The Willow Grove proves an absorbing and entertaining work in progress 

Engrossing New Play

Eight readers and 27 attendees were present for the free, staged reading of the 2009 Todd McNerney National Playwriting contest runner-up, The Willow Grove, by Walter Thinnes. (The contest is funded by an anonymous donation to the College of Charleston, and the reading is a part of the prize.) Set in a small Southern town in the late 1990s, The Willow Grove is a family drama with a mysterious twist. It tells the haunting story of a family drawn together by the recent death of their father, a stubborn man so used to having his way that he's sticking around in the afterlife to see his funeral handled in the manner he wished.

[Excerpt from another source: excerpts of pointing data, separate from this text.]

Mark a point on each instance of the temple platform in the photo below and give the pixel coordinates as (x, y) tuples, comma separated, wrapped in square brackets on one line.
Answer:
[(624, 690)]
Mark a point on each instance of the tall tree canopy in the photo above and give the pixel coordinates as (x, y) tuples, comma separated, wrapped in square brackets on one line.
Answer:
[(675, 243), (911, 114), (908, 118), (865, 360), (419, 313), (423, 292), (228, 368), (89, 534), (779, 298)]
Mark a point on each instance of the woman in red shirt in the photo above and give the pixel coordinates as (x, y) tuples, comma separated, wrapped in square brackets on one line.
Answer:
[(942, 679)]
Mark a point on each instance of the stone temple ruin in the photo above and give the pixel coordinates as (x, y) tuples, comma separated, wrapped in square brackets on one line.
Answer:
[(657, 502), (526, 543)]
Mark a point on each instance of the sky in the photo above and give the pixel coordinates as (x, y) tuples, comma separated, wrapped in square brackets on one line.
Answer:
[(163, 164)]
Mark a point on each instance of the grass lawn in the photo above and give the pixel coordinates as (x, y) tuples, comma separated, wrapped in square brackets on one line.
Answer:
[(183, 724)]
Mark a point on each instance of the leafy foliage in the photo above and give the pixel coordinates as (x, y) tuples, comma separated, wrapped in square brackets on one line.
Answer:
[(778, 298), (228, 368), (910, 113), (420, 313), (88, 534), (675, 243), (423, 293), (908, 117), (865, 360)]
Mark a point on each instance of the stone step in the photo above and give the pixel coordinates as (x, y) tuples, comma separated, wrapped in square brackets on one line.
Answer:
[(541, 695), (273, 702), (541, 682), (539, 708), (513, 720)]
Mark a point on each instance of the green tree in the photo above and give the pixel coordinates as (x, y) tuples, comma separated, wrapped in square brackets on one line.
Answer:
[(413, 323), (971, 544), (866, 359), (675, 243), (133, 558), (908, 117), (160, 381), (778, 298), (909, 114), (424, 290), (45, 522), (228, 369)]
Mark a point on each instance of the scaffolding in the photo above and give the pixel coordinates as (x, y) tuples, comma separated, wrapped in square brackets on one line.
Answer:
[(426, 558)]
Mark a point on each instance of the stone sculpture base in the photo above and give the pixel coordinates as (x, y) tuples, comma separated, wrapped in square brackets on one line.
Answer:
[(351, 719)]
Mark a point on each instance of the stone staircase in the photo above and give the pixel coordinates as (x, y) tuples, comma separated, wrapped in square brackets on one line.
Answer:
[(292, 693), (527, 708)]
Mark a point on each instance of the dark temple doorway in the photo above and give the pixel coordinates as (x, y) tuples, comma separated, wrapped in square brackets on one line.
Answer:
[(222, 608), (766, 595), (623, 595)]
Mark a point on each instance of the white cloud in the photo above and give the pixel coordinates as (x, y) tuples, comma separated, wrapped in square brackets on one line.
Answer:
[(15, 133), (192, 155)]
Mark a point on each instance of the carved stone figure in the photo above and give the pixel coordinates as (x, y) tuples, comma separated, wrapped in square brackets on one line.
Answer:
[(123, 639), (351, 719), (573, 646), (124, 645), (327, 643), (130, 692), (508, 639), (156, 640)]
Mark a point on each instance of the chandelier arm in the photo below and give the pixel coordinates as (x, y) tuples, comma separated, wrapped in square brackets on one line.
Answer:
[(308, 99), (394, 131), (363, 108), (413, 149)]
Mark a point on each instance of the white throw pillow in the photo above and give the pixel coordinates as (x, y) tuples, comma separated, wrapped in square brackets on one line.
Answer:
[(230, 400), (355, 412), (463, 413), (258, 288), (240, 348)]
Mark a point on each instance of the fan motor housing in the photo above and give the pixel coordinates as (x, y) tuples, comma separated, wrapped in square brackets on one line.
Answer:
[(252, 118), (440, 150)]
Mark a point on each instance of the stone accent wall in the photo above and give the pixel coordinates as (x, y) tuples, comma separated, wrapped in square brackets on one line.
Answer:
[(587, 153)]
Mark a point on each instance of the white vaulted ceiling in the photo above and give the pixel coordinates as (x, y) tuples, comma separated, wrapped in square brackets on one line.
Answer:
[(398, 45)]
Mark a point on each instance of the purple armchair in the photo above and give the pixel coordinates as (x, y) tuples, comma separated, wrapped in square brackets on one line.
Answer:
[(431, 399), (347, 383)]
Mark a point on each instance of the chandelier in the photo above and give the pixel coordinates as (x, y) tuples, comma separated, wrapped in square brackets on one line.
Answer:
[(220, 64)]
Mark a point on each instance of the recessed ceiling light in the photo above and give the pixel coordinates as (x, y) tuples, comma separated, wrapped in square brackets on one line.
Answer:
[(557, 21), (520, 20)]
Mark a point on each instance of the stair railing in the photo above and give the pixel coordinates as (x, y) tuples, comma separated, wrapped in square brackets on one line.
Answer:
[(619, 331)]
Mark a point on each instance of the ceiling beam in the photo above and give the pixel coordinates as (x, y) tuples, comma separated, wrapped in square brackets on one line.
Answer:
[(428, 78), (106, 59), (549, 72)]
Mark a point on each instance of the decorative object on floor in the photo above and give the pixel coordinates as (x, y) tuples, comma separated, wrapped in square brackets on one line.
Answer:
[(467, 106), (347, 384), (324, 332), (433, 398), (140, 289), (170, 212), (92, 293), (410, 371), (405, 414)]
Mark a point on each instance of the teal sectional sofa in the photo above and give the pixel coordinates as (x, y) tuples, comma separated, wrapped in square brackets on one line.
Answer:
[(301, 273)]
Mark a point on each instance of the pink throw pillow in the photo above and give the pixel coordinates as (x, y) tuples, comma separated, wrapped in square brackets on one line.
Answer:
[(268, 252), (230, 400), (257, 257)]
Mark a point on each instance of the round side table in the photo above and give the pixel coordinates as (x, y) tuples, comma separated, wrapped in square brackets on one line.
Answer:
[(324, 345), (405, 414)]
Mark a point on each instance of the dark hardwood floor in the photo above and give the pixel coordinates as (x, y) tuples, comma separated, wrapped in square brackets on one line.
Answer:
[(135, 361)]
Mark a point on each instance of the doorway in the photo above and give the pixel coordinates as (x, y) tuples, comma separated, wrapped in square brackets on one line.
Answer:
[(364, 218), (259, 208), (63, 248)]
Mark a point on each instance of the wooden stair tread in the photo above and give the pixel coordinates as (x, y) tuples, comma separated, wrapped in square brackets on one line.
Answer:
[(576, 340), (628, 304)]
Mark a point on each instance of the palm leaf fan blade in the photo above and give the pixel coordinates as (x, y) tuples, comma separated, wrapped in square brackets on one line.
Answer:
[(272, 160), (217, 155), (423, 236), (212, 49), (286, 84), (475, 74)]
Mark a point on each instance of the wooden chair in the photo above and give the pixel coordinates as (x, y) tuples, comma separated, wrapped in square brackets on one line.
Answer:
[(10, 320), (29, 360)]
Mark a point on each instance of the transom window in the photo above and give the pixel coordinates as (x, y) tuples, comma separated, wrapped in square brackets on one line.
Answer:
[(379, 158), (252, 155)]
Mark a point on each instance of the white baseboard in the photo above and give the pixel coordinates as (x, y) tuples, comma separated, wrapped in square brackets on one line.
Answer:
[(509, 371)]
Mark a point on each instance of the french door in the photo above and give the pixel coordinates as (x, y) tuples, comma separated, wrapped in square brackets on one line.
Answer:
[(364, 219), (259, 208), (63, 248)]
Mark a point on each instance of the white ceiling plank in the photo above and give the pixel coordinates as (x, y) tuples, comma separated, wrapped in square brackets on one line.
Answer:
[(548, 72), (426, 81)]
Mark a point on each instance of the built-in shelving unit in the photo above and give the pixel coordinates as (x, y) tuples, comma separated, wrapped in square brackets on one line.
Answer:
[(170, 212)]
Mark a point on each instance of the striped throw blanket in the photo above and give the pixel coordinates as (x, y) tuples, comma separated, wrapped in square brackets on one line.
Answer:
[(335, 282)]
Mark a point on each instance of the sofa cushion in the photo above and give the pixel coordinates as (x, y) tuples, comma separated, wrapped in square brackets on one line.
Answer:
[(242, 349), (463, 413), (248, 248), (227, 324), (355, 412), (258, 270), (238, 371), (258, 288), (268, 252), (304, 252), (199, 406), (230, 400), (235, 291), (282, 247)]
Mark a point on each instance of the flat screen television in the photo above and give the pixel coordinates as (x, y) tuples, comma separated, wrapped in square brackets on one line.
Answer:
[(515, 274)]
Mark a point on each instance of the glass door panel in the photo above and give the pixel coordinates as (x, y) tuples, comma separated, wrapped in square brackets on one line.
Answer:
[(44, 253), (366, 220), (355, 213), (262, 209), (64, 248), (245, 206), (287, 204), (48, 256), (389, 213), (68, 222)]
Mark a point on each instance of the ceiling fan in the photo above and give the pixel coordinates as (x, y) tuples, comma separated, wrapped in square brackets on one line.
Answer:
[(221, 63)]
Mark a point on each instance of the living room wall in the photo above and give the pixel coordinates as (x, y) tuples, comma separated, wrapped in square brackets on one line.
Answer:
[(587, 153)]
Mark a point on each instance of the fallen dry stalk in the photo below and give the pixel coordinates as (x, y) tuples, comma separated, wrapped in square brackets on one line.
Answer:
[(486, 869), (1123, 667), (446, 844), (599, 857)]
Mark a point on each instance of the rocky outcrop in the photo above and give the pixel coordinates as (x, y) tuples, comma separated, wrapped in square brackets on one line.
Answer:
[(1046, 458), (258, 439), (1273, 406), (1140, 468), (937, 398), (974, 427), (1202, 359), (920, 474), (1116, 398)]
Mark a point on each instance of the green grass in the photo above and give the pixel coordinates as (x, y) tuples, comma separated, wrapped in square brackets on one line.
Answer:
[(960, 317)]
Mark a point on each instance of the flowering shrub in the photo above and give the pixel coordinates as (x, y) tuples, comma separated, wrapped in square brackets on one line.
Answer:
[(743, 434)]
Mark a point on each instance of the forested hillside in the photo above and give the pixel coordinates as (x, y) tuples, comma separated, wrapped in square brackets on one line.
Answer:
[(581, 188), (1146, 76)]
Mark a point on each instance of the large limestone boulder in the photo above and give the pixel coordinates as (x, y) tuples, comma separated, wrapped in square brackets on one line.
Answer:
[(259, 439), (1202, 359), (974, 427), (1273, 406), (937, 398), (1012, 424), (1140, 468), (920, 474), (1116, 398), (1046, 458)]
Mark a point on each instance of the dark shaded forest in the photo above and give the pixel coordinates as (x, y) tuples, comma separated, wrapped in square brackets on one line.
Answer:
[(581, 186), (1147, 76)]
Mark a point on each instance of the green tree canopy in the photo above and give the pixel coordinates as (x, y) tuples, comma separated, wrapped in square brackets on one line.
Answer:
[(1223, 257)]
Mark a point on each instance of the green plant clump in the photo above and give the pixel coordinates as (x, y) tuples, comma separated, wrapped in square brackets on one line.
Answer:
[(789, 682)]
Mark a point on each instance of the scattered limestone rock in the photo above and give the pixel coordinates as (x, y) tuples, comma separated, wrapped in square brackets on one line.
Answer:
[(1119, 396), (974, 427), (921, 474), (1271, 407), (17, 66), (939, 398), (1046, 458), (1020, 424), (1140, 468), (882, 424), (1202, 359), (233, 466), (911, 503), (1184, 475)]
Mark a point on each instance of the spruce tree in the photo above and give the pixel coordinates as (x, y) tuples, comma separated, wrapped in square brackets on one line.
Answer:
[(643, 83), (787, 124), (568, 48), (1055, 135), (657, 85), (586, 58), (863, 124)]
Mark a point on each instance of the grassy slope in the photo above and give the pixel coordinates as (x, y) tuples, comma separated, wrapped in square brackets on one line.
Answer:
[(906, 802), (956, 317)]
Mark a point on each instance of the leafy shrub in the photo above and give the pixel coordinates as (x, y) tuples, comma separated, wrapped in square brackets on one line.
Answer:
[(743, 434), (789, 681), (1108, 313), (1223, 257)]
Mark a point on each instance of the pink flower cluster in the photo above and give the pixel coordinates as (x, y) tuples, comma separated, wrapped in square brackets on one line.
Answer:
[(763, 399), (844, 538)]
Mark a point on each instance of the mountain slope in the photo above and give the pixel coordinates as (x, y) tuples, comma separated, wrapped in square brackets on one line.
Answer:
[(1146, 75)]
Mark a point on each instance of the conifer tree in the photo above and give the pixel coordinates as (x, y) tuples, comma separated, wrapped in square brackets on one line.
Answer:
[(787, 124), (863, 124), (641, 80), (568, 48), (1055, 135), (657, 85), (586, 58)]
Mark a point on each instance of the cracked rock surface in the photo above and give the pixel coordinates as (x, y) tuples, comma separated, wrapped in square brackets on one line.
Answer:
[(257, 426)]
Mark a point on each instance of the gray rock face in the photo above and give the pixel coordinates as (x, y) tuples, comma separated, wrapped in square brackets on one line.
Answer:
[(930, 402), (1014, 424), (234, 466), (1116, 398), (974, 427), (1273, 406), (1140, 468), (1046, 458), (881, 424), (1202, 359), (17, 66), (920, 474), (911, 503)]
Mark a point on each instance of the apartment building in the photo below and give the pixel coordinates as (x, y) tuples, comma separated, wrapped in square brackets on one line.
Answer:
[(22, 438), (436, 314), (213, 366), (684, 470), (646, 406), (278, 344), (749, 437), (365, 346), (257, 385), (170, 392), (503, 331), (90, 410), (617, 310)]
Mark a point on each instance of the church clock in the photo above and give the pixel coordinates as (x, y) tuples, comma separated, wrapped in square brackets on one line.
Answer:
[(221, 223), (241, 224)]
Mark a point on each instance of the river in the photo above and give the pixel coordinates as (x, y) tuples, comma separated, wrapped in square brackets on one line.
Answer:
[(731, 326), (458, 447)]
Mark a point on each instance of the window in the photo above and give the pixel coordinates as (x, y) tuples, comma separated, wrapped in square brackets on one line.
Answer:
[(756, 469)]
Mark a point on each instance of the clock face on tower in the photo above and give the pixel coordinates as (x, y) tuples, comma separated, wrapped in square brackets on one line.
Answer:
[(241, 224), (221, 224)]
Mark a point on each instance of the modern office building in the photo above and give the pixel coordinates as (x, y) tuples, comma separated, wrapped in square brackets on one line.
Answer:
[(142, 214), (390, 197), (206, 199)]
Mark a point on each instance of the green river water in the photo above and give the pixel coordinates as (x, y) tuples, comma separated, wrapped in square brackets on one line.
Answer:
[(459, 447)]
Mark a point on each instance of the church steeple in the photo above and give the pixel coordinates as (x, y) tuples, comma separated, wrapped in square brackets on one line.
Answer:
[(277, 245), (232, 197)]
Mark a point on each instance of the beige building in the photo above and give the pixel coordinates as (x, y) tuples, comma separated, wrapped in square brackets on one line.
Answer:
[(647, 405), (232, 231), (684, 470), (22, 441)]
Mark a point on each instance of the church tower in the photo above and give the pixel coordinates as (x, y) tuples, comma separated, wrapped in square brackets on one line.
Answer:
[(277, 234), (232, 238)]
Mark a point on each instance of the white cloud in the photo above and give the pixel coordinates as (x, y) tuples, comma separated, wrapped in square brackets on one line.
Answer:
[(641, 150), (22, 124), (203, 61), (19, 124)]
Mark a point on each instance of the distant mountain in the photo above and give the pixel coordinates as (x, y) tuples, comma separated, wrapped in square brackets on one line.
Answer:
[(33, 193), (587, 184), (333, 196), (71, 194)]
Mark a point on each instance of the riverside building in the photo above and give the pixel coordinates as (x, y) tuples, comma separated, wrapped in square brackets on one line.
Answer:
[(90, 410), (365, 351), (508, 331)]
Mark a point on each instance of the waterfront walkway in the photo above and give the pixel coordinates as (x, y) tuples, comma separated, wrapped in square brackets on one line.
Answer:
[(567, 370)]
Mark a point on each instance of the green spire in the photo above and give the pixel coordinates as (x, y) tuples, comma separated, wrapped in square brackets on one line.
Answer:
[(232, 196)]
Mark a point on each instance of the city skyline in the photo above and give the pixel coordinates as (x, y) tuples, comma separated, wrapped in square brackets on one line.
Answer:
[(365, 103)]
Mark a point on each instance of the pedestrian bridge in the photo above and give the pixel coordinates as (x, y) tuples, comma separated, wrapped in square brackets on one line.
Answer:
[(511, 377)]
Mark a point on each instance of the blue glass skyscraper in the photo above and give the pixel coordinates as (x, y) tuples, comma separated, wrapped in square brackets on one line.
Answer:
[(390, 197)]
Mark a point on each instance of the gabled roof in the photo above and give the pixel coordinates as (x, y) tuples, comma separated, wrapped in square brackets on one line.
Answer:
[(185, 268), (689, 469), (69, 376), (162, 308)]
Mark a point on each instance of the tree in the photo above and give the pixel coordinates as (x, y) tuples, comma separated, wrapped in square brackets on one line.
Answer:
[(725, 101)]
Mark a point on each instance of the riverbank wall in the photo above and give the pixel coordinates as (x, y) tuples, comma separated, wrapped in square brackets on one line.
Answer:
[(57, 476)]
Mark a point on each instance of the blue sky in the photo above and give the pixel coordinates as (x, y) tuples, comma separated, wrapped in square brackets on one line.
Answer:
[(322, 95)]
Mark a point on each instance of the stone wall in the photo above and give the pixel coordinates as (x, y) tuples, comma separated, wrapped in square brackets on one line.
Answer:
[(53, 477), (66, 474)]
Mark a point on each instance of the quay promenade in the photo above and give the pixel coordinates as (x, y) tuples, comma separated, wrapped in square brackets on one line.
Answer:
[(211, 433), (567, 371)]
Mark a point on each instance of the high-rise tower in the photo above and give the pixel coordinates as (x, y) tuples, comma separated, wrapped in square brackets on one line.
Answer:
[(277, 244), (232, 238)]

Howard Logan was the local sheriff for four decades, and he continues to bark out his orders from the great beyond to his daughter Margaret — the only character on stage who can hear and interact with him. As neighbors and family arrive, Margaret, who has been her ailing father's caretaker for the last several years, makes the arrangements to have her father buried that night under a grove of old willow trees on the family property.

This may seem like a logical last wish from a dying man, but from the beginning Margaret seems like a woman with a secret, and playwright Walter Thinnes subtly maintains the suspense. As family members reminisce about Howard, we come to understand the old Sheriff better — but the plot thickens when the audience learns that the willow grove is the last place on earth the old man wished to be buried. And it turns out that sweet, aging Margaret is actually bent on revenge.

The character of Margaret really shines, no doubt in part to the skillful reading of College of Charleston alumni and adjunct faculty member Glenda Byars. But the dialogue from Howard comes across as repetitive and wooden. It's a difficult challenge to make the conversations between father and daughter work without the whole concept seeming contrived, and the balance hasn't quite been struck yet. However, sibling rivalry creates appropriate humor, and as Margaret begins to tell her story, the secret unravels into a darker story of murder, mistaken identity, and tragic racism. Though the play ends on a rather eerie note that feels quite different than the world in which the play originated, it felt worthwhile and absorbing, and the setting and family dynamic echoes the smash hit play August: Osage County.

This was playwright Walter Thinne's first script after spending years as an actor and stage manager, and it will be interesting to see if the play gets the opportunity to blossom on stage.